Plus verte est la pelouse que l’action environnementale en Ligue 1: pressé par le contexte de crise énergétique de l’hiver dernier, le foot français tente de refaire, avec peine, son retard en matière de transition écologique.

Le sport, «vitrine» de la sobriété énergétique? Présentée par la ministre de la Transition énergétique Agnès Pannier-Runacher en inaugurant les travaux de rénovation du stade de la Meinau à Strasbourg, l’image est charmante. La réalité est plus contrastée.

«Si le sport est une vitrine sans commune mesure pour faire passer des messages, on peut être sceptique sur le fait de prendre le football comme exemple de sobriété car son activité en tant que telle est génératrice de ressources et de nuisance écologique», nuance Aurélien François, maître de conférences à l’Université de Rouen, spécialiste de la responsabilité environnementale des clubs.

Pour Antoine Miche, fondateur et directeur de Football Écologie France, association qui aide les acteurs du foot sur la question, le constat est clair: «sur la transition écologique, on part de très très loin, globalement les clubs ont 15 ans de retard».

Sur la forme, certaines polémiques ont peu aidé, comme celle du char à voile. En proposant ce mode de transport par ironie, l’ex-entraîneur du PSG Christophe Galtier soulignait à quel point il était difficile en Ligue 1 d’envisager le train plutôt que l’avion, plébiscité à plus de 80%.

Déplacements des supporters

Sur le fond, la Ligue de football professionnel (LFP) et les clubs mettent en avant les mesures prises fin 2022 dans le cadre du plan de sobriété, qui a permis une réduction de 12% de la consommation d’électricité et de gaz.

Ainsi, l’éclairage des avant-matchs et des après-matchs en journée a été réduit de 50%, celui nocturne de 30%; 80% des clubs chauffant la pelouse ont réduit leur consommation; la consommation liée à la luminothérapie sur les pelouses a également été réduite de 42%…

Pour Antoine Miche, s’il y a des projets «intéressants», tout cela n’est «pas structurant»: «ce sont des changements drastiques qu’il faut effectuer, et non des changements qui économisent quelques pourcentages d’énergie et, derrière, un peu de CO2».

Si le plan de sobriété s’est focalisé sur la consommation énergétique, le problème du carbone réside ailleurs: plus de 80% des émissions de l’industrie du football proviennent du déplacement des supporters.

Si la Ligue a bien mis en place une campagne de communication pour inciter à privilégier les mobilités durables la saison dernière, Antoine Miche appelle les clubs et collectivités locales à être «beaucoup plus proactifs».

Pour lui, «la seule évolution positive ces derniers mois, c’est le passage des critères environnementaux de 3 à 10% pour l’obtention de la licence club de la LFP, (…) mais ça reste 10%, donc les clubs mettent plus d’énergie sur d’autres sujets».

La licence club, obligatoire pour recevoir une partie des droits audiovisuels, se base sur quatre familles de critères, allant des installations médias à la qualité de la pelouse en passant par l’accueil des spectateurs.
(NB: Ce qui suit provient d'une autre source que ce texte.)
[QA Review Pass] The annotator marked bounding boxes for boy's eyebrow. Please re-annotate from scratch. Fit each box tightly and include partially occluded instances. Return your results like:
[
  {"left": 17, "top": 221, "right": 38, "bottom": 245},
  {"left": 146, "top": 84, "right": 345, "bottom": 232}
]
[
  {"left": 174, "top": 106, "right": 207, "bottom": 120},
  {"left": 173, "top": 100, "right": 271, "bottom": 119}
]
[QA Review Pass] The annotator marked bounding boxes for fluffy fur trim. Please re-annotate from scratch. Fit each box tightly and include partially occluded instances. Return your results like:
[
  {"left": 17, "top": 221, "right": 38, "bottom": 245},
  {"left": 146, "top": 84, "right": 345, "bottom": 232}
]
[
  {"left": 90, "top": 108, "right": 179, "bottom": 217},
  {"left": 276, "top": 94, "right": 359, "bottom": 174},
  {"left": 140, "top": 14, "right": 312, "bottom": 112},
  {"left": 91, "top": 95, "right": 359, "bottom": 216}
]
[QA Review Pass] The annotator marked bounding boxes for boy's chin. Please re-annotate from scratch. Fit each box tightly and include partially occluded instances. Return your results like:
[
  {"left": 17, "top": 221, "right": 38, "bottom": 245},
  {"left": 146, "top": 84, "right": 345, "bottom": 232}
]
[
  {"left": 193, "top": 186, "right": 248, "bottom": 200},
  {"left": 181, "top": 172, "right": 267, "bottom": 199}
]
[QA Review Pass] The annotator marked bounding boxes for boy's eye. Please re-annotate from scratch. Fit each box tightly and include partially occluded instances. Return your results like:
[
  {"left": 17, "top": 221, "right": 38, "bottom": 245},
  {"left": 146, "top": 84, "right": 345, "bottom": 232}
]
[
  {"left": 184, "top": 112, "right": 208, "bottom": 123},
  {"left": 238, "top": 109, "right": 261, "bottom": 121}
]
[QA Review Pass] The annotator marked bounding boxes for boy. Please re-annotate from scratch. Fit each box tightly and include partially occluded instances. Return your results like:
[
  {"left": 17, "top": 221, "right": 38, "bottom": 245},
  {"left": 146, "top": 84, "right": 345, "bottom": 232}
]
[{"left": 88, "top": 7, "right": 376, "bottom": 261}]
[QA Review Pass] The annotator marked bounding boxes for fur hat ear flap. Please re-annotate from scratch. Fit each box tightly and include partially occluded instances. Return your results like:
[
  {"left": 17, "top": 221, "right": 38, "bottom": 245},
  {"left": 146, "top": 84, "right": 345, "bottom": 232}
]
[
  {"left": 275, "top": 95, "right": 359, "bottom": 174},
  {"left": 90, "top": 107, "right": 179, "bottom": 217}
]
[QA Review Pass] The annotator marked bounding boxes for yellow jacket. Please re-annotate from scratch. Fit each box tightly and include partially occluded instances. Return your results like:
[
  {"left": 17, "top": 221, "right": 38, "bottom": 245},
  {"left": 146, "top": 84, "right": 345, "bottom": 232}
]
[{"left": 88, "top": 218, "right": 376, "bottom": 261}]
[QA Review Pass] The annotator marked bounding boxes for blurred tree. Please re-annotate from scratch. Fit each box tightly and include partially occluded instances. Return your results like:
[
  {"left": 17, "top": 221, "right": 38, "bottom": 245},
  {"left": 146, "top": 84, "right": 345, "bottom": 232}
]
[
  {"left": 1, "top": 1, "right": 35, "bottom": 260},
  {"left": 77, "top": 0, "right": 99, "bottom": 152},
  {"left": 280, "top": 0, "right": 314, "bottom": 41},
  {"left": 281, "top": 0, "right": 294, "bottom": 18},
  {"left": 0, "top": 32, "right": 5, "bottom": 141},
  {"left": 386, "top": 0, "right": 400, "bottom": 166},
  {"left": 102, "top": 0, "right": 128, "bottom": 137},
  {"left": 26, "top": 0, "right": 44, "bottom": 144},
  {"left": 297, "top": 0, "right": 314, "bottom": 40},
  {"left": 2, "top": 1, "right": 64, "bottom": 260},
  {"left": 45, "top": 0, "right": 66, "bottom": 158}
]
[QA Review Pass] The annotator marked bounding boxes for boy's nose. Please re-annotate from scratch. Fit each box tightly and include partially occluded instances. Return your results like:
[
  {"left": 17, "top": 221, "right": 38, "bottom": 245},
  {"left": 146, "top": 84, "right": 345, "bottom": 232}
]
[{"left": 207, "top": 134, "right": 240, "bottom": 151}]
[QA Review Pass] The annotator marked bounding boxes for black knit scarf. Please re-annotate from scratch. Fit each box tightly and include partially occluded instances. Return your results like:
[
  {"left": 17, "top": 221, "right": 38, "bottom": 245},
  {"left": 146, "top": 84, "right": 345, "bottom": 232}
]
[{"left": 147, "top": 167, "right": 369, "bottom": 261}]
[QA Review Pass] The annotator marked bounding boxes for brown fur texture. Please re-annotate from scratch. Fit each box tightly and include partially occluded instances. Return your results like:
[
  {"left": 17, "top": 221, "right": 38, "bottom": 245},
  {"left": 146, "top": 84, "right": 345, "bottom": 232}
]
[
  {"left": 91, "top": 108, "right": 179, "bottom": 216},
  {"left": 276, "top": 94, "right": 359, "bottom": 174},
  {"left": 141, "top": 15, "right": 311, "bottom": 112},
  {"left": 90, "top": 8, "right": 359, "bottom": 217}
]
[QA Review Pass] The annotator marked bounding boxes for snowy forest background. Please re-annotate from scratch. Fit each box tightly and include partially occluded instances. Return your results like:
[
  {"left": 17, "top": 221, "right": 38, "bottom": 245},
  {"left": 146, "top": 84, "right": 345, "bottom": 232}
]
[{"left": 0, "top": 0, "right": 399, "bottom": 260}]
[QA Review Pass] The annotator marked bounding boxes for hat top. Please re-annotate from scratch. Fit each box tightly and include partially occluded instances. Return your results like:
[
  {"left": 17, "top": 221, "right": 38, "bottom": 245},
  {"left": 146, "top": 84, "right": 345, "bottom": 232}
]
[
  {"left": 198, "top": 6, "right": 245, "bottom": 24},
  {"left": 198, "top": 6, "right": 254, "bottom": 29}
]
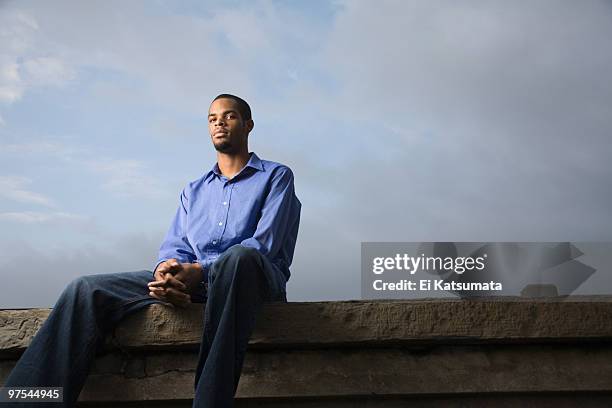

Dans un bilan annuel paru fin novembre, la LFP constate que les critères RSE (environnementaux) sont les moins respectés, à seulement 56%, et déplore: «les attentes de la LFP ne sont pas bien satisfaites par les clubs».

«Tout cela manque d’ambitions», estime Antoine Miche, qui souligne l’absence de politique en matière de réduction des émissions carbone: «On pourrait annoncer ’’la LFP vise une réduction de X% de ses émissions de CO2 à 2030’’. Ça manque de leadership et c’est quand même le boulot de la LFP d’embarquer tous ses clubs sur les enjeux sociaux et environnementaux».

La réalisation d’un bilan carbone est désormais un des critères de la licence club, mais seuls neuf clubs sur 18 en ont déjà un, comme le PSG, Lille, Rennes, Montpellier ou encore Strasbourg. Aucun n’a voulu le rendre public.

Certains ont déjà prévu de le faire en 2024 (Clermont, Marseille ou Monaco). D’autres pas encore, comme à Nice où la question est «en cours d’évaluation».

L’année olympique pourrait être l’occasion d’accélérer, selon le gouvernement, qui prévoit la signature d’une charte sur la réduction des émissions de CO2 des clubs professionnels dans le cadre de leurs déplacements.

Des avancées urgentes selon le chercheur Aurélien François, car «si on ne s’attaque pas au modèle en lui-même, se pose la question du maintien de l’utilité sociale de tels événements sportifs».

En mars prochain, l’exemple pourrait venir de l’équipe de France qui, à l’occasion d’un match amical à Lyon, a prévu de prendre le TGV. Gage à Kylian Mbappé et consorts de nous faire préférer le train.